Enterprise Implementation

As can be seen from this benchmark, this is far from ideal for large-scale deployment on concentrator machines. The reason for the poor performance with a large number of tunnels is due to the startup scripts. Openswan will only start the tunnels sequentially. Currently, there are two solutions for avoiding this connection loading problem:

1.Configure all of your tunnels as auto=ignore, start Openswan, and then use a script, similar to that used in the Standard Naming Convention section above, to run through ipsec.conf executing ipsec auto –add $conn to load each connection. These connections are then loaded in the background, resulting in all connections being loaded in parallel, greatly reducing the start-up time.
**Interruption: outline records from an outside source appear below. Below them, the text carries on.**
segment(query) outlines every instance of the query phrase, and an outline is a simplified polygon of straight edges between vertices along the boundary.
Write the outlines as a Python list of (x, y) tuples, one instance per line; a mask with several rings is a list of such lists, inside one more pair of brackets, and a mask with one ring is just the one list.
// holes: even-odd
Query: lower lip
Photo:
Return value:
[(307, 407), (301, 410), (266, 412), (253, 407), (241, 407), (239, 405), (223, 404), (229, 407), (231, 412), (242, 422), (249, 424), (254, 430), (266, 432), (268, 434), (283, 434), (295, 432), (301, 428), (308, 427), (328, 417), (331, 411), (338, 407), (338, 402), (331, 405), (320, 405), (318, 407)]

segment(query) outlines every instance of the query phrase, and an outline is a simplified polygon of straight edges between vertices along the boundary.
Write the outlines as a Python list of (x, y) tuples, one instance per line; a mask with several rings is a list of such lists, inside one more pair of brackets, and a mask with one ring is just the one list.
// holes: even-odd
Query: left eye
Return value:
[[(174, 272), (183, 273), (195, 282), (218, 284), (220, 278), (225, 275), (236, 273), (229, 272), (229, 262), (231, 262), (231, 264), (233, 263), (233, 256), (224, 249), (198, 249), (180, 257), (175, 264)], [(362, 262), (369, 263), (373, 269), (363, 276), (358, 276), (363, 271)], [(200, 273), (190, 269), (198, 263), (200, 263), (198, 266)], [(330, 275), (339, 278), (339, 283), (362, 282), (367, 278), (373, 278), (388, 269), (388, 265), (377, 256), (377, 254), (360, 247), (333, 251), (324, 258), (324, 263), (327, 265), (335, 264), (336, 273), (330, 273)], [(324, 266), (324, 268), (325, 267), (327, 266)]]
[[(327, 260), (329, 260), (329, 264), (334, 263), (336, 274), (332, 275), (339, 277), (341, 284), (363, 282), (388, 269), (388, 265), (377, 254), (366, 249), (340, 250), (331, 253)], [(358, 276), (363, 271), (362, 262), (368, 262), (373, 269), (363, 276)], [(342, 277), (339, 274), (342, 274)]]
2.Use the new C configuration parser written by Arkoon Networks—ipsec starter. Starter parses the ipsec.conf directly and spawns any Pluto and whack processes as needed, bypassing the scripts. The only downside of starter is that development lags behind regular Openswan development, so not all features that you can set in ipsec.conf are currently supported by starter.

Limitations of the Random Device

The other issue at startup is entropy from /dev/random. In July 2004, 1006 IPsec Tunnels were established in 205 seconds (~3.5 minutes), giving a rate of 5 tunnels/sec. This scales linearly, if the tunnel initiation rate does not increase. The CPU load during the test was always around 60% to 90% (very low).